Michael Wolff parle du "siège" de Trump, du journalisme et de sa définition de la vérité – ecrire un livre maternelle

Comment avez-vous trouvé toutes ces sources? Après "Fire and Fury", vous n’êtes pas persona non grata dans l’aile ouest?

Tout le monde a continué à me parler. Quand "Fire and Fury" est sorti, j'ai pensé que Steve Bannon ne me parlerait certainement plus jamais, et la vérité est qu'il n'a jamais cessé de parler. Mais l’autre élément, c’est un élément essentiel, c’est que je suis un gars de New York. Donald Trump est un gars de New York. En fin de compte, nous connaissons beaucoup de personnes identiques. Il y a cette conversation entre ces gens au sujet de Donald Trump. Et j'ai la chance d'être dans cette boucle.

Vous avez écrit «Fire and Fury» avec un accès physique à la Maison Blanche. L'avez-vous eu cette fois?

Je ne suis pas allé à la Maison Blanche pour ce livre, non. Mais un très grand pourcentage des personnes qui m'ont parlé pour le premier livre ont continué à me parler pour le deuxième livre. En partie parce qu’ils n'arrêtent pas de parler de Donald Trump et que je suis un bon auditeur. Mais aussi parce que je pense que le portrait du premier livre a fonctionné pour eux.

Avez-vous cherché un entretien avec le président?

Non.

Pourquoi pas?

Il a essayé d'arrêter la publication la dernière fois. Je pense que ce serait une folie d’inviter le président des États-Unis à venir vous chercher.

On peut soutenir que la colère de Trump était un accélérateur pour les ventes du livre.

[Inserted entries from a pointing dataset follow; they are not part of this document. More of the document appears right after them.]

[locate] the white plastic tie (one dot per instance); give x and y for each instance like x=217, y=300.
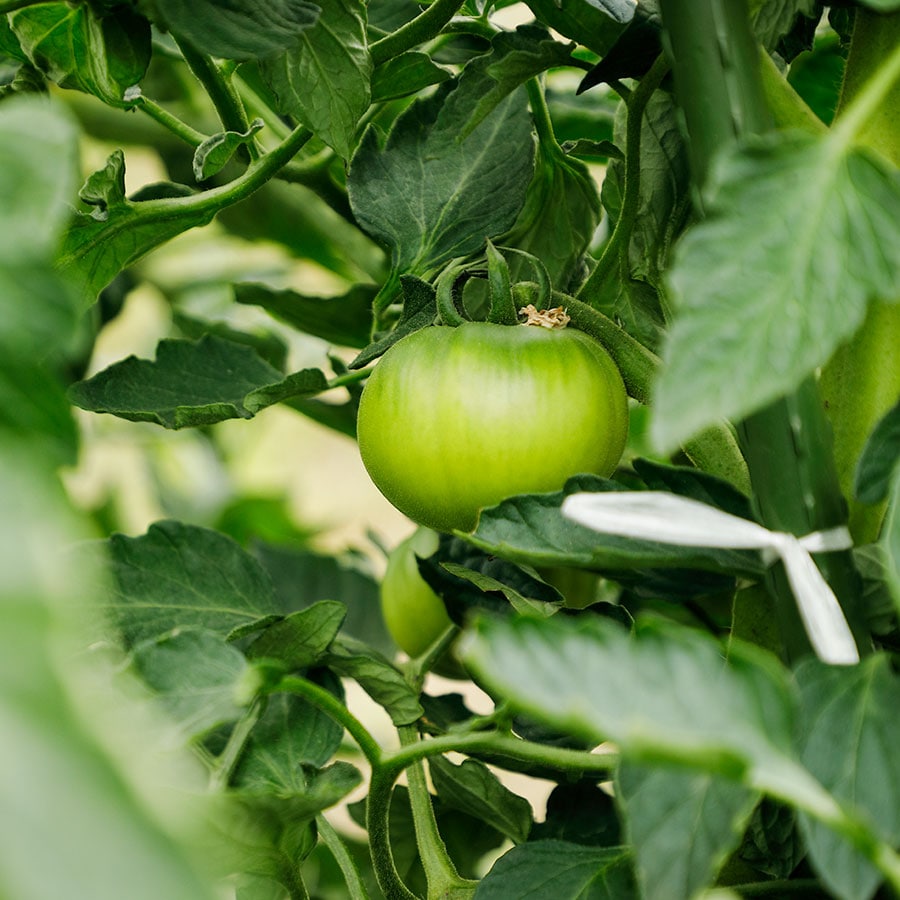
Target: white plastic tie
x=670, y=519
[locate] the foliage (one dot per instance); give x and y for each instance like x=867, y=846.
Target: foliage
x=180, y=701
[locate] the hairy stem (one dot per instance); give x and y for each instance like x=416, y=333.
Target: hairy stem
x=424, y=27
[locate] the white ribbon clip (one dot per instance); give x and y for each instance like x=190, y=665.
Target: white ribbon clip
x=670, y=519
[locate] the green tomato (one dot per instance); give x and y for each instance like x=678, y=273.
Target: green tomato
x=456, y=419
x=414, y=615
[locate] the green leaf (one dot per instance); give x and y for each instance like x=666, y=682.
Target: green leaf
x=300, y=639
x=800, y=234
x=216, y=151
x=419, y=311
x=324, y=79
x=303, y=577
x=596, y=25
x=377, y=677
x=38, y=170
x=667, y=695
x=428, y=196
x=472, y=788
x=192, y=384
x=183, y=576
x=530, y=529
x=345, y=320
x=239, y=29
x=76, y=48
x=290, y=734
x=682, y=825
x=195, y=675
x=565, y=871
x=849, y=735
x=406, y=74
x=880, y=459
x=515, y=56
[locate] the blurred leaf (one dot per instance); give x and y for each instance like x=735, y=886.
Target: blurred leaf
x=242, y=29
x=299, y=640
x=183, y=576
x=848, y=738
x=580, y=814
x=345, y=320
x=192, y=384
x=531, y=529
x=568, y=871
x=195, y=675
x=472, y=788
x=880, y=459
x=100, y=55
x=755, y=315
x=290, y=734
x=304, y=577
x=682, y=825
x=216, y=151
x=377, y=677
x=429, y=197
x=323, y=78
x=406, y=74
x=596, y=25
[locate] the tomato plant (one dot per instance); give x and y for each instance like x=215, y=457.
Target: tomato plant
x=456, y=419
x=249, y=246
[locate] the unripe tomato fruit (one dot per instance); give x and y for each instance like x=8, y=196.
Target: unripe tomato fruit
x=414, y=615
x=456, y=419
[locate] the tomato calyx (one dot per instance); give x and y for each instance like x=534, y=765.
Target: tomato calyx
x=557, y=317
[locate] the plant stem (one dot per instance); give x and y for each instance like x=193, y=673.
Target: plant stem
x=440, y=872
x=593, y=290
x=329, y=704
x=180, y=129
x=332, y=840
x=862, y=380
x=787, y=445
x=229, y=757
x=423, y=28
x=222, y=93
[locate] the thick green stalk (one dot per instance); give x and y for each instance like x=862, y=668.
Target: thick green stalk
x=715, y=60
x=862, y=380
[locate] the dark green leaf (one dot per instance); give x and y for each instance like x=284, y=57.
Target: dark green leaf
x=565, y=871
x=184, y=576
x=377, y=677
x=345, y=320
x=667, y=695
x=849, y=737
x=880, y=460
x=596, y=25
x=406, y=74
x=472, y=788
x=323, y=78
x=105, y=187
x=216, y=151
x=193, y=383
x=419, y=311
x=428, y=196
x=800, y=234
x=304, y=577
x=291, y=734
x=195, y=675
x=300, y=639
x=71, y=45
x=682, y=825
x=579, y=813
x=530, y=529
x=238, y=29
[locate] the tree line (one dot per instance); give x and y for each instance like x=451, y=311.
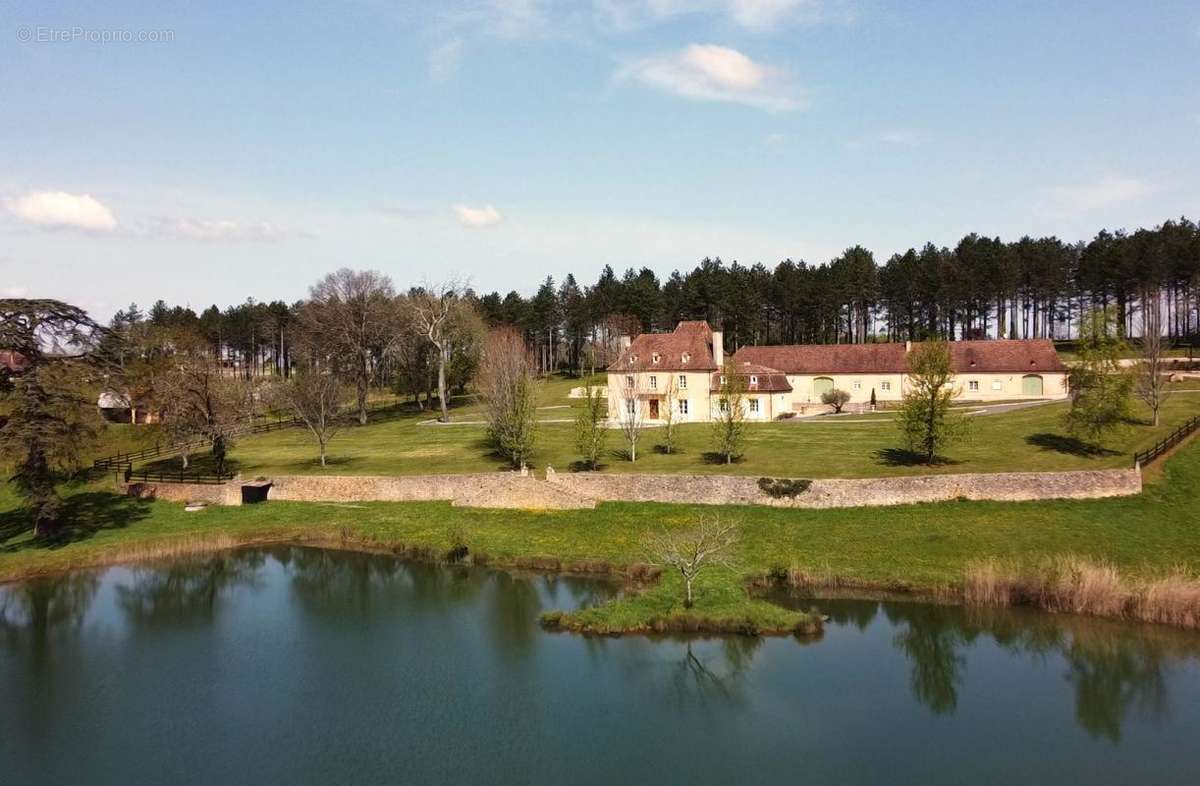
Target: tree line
x=982, y=288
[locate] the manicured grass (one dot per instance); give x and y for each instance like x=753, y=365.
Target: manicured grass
x=406, y=442
x=923, y=546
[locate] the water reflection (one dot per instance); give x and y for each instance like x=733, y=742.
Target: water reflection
x=34, y=610
x=187, y=592
x=1115, y=670
x=1116, y=673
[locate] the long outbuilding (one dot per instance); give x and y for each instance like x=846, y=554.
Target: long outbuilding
x=684, y=369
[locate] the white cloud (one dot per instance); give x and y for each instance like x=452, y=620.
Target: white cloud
x=445, y=59
x=709, y=72
x=519, y=18
x=209, y=231
x=751, y=15
x=478, y=217
x=1110, y=190
x=59, y=209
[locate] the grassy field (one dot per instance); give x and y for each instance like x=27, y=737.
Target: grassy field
x=927, y=546
x=406, y=441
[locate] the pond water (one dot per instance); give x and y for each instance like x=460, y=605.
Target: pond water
x=310, y=666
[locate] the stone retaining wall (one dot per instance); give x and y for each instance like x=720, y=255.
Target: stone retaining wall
x=228, y=493
x=717, y=490
x=480, y=490
x=583, y=490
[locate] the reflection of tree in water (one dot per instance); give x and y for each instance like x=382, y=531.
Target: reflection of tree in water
x=30, y=611
x=328, y=581
x=858, y=613
x=186, y=592
x=585, y=592
x=714, y=682
x=1114, y=669
x=513, y=611
x=931, y=639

Comme ça s'est apparu. Mais à ce moment-là, je n’avais pas l’impression que c’était ce que cela allait être.

Vous vous êtes senti concerné?

Ouais! Si le président des États-Unis vient après vous, vous vous sentez concerné.

Dans votre note d’auteur, vous écrivez que "Siege" représente "un état émotionnel plutôt que politique" de la présidence.

J’ai répété à plusieurs reprises: je ne suis pas journaliste à Washington. Et les journalistes de Washington, ils font un excellent travail. Ils font leur emploi. J’ai abordé cette question comme suit: le facteur le plus important, au-delà de la politique, était la bouffonnerie, la psychopathologie, les cruautés aléatoires et ad hominem. En un sens, ma thèse est que cette administration, ce personnage, avait besoin d’un type d’écrivain différent.